このコラムを書いているのは2018年の12月。
この2018年は障害者雇用に関する企業からの相談が多いと感じる年でした。
2018年の4月には法律として「精神障がい者の雇用義務化」が施行。それに伴う形で障がい者の法定雇用率が引き上げられることになりました。また、皆さんの記憶にも新しい「中央省庁と地方行政機関による障害者雇用の水増し問題」が発覚した結果として、皮肉なことに障害者雇用というものが多くの方々の関心事となりました。これらにより、助成金目的や義務感だけで障がい者求人に取り組んでいた企業だけではなく、社会的な価値を感じた企業も障がい者を採用しようとする動きが増えてきたように思えます。
現在、助成金の活用だけではなく障がい者の雇用定着を実現させるために重要だと考えられるポイントがあります。
改めてになりますが、それは障がいに対する「正しい理解」を持つということです。義務感だけで取り組んでいる企業などは、間違った知識や思い込みのまま取り組みをしてしまっていると強く感じています。それでは、社内にある障害者雇用を邪魔する壁を取り除くことは難しいでしょう。企業が雇用定着を実現させる上で障がい者に対する「正しい理解」を身に着ける方法というのはいくつもあります。
その中でも、人事担当者に勧めたい「正しい理解」を身に着ける方法のひとつとして『障がい者実習』というものがあります。
『障がい者実習』は随分前からあるのですが、導入している企業は少なく、もっと活用すべきだと思っています。もし、『障がい者実習』について間違った捉え方をしている人事担当者がいるのであれば、今回のコラムで理解していただき、自社の障害者雇用に役立ててください。
『障がい者実習』とは
『障がい者実習』とは、「実際に障がいを持つ人材を社会経験の一環として、職場で一定期間の受け入れをし、障がい者本人の適性判断やその後の就職に役立てるもの」となります。補足ですが、『障がい者実習』を導入することは、その障がい者を採用しないといけない。ということではありません。上記のとおり、前提としてはあくまでも障がい者本人の適性確認と社会経験の一環となります。

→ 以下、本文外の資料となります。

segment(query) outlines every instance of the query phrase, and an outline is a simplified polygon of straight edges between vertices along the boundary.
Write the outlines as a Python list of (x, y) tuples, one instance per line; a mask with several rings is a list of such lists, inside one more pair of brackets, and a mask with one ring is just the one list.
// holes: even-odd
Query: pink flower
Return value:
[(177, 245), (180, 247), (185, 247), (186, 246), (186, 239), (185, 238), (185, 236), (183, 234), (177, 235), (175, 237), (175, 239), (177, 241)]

企業が『障がい者実習』を導入するメリットを下記に挙げてみました。
【導入メリット】
- 障がいを持つ人材に関する理解を進めることができます(特に精神・発達障がい者)
- 面接だけでは伝わらない障がいの特性や特徴を理解
- 障がい者は個々によって違いがあるのが普通
- 一緒に働く従業員の不安を軽減させることができます
- 採用後に共有もなく配属をすることは従業員への配慮が足りていない
- 従業員の不安解消が障がい者へも好影響を与えます
- 採用の際、自社にとって必要な人材かを見極めた上で合否の判断ができます
- 障がいへの知識が少ないうちは、本人と業務の適性を図る時間が必要
- 採用後のミスマッチを大幅に減らすことができます
実は、現在しっかりと障がい者の雇用定着を実現している企業や特例子会社のほとんどは必ずといって良いほど、この『障がい者実習』を導入しています。
上記以外にも、
「切り出し業務の適性確認」
「求人活動への好影響」
「就労系事業所などとのパイプの強化」
が挙げられます。
『障がい者実習』の種類
また、『障がい者実習』には「体験実習」と「採用実習」の2通りの活用方法があります。それぞれの実習の「目的」と「説明」を下記に挙げてみました。
体験実習 | 採用実習 | |
---|---|---|
目的 |
・採用を前提としない実習 |
・採用を前提とした実習 |
内容 |
・実習期間は1週間~10日程度(社会経験と理解促進が主) |
・実習期間は2~3週間程度 |
『障がい者実習』導入の流れ
最後に、『障がい者実習』導入の流れをご紹介したいと思います。大きく①~⑤までのステップがあります。
[STEP① 実習前の打合せ]
・各種現状の確認(「雇用の状況」「採用ルート」「採用計画」など)
・社外専門機関の選択と相談
[STEP② 実習業務の切り出し]
・「想定業務」の切り出し
・メリットになる業務(残業の抑制、業務負担の軽減など)を候補として
・同時に、関連部署や従業員との調整と連携
[STEP③ 面談と職場見学]
・社外専門機関より実習候補生の紹介と面談の実施
・企業側要望と実習生の要望を確認
・実習時の業務内容や流れ・注意事項を説明(配慮、突発事項の対処など)
[STEP④ 受け入れの準備]
・「一日の流れ」「担当者の配置」「質問・相談対応」を想定・準備
・業務マニュアルの作成、社員証の手配、休憩取得方法など
・実習生の了承のもと、関連する部署や従業員へ情報共有(場合により研修の実施)
[STEP⑤ 実習の開始と振り返り]
・各種適性(「業務」「職場」「従業員との相性」)を確認
・実習を通して障がいの特性や本人の特徴を理解・把握
・「日誌での日々の報告」「実習最終日の振り返り」をもとに本人へ評価を伝える
・「採用実習」の時は、実習期間終盤もしくは最終日に採用合否を伝えます
いかがでしょうか。
『障がい者実習』で考えられるデメリットは、導入当初に手間がかかってしまう点以外は企業にとってメリットになる点がたくさんあります。法定雇用率の達成に困り納付金(罰金)の支払いをしていなくても、早急に障害者雇用に取り組もうとしている企業であればぜひ『障がい者実習』を試してみてください。